High Fidelity Face Manipulation with Extreme Pose and Expression

High Fidelity Face Manipulation with Extreme Pose and Expression

Abstract

Face manipulation has shown remarkable advances with the flourish of Generative Adversarial Networks. However, due to the difficulties of controlling the structure and texture in high-resolution, it is challenging to simultaneously model pose and expression during manipulation. In this paper, we propose a novel framework that simplifies face manipulation with extreme pose and expression into two correlated stages: a boundary prediction stage and a disentangled face synthesis stage. In the first stage, we propose to use a boundary image for joint pose and expression modeling. An encoder-decoder network is employed to predict the boundary image of the target face in a semi-supervised way. Pose and expression estimators are used to improve the prediction accuracy. In the second stage, the predicted boundary image and the original face are encoded into the structure and texture latent space by two encoder networks respectively. A proxy network and a feature threshold loss are further imposed as constraints to disentangle the latent space.
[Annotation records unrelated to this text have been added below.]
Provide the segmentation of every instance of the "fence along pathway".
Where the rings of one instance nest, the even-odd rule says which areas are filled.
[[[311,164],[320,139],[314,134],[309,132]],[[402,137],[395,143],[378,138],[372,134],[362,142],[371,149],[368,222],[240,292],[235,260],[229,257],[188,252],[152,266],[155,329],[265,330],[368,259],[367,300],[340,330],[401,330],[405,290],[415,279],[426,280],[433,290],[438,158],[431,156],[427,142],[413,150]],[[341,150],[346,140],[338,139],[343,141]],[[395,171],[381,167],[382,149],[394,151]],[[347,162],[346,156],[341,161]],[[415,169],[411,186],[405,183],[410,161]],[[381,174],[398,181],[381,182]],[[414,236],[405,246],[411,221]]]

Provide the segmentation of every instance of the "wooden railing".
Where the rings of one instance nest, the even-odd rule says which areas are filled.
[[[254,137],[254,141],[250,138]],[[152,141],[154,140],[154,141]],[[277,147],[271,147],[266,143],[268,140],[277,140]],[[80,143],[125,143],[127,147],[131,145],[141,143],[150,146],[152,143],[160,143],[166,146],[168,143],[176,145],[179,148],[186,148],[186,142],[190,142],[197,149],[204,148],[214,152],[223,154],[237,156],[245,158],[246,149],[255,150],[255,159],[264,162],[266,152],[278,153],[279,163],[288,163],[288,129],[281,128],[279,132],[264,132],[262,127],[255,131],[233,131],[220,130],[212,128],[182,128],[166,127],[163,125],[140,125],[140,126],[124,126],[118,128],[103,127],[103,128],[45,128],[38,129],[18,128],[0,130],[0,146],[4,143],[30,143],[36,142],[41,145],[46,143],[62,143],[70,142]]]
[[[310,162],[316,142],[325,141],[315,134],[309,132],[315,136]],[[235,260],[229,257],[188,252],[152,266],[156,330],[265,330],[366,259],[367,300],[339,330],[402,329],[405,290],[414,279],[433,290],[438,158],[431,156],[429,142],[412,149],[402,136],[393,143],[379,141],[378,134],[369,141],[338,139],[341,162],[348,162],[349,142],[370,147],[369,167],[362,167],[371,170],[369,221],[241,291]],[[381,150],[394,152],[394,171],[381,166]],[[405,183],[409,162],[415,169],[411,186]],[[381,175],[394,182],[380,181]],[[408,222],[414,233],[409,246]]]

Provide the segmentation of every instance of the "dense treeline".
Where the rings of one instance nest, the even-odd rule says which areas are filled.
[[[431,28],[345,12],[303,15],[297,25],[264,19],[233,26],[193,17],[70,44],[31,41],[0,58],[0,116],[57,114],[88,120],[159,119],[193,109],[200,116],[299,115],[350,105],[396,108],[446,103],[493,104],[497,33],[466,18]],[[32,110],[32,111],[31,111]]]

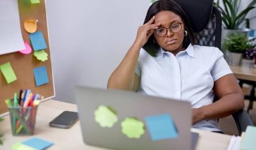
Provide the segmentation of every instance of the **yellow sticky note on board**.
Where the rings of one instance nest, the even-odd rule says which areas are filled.
[[[36,31],[38,20],[28,20],[24,23],[26,31],[33,33]]]
[[[31,4],[38,4],[40,3],[40,0],[30,0],[30,1]]]
[[[17,80],[15,73],[14,73],[10,62],[0,65],[0,70],[8,84]]]

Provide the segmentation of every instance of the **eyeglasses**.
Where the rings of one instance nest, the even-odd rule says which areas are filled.
[[[182,26],[181,26],[182,23],[179,23],[172,25],[170,27],[161,27],[156,29],[156,33],[159,36],[164,36],[168,31],[168,29],[170,29],[172,33],[177,33],[181,31]]]

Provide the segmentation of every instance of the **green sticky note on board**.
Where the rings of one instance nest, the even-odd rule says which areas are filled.
[[[145,133],[144,123],[135,117],[127,117],[121,123],[122,132],[130,139],[140,139]]]
[[[116,112],[110,107],[99,106],[94,112],[95,120],[102,127],[111,128],[117,122]]]
[[[30,0],[30,1],[31,4],[38,4],[40,3],[40,0]]]
[[[0,66],[0,70],[8,84],[17,80],[15,73],[14,73],[10,62],[1,64]]]
[[[248,126],[241,146],[242,150],[255,149],[256,126]]]

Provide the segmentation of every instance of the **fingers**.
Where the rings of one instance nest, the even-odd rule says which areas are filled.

In addition, we build up a new high quality Multi-View Face (MVF-HQ) database that contains 120K high-resolution face images of 479 identities with pose and expression variations, which will be released soon. Qualitative and quantitative experiments on four databases show that our method pushes forward the advance of extreme face manipulation from 128 $\times$ 128 resolution to 1024 $\times$ 1024 resolution, and significantly improves the face recognition performance under large poses.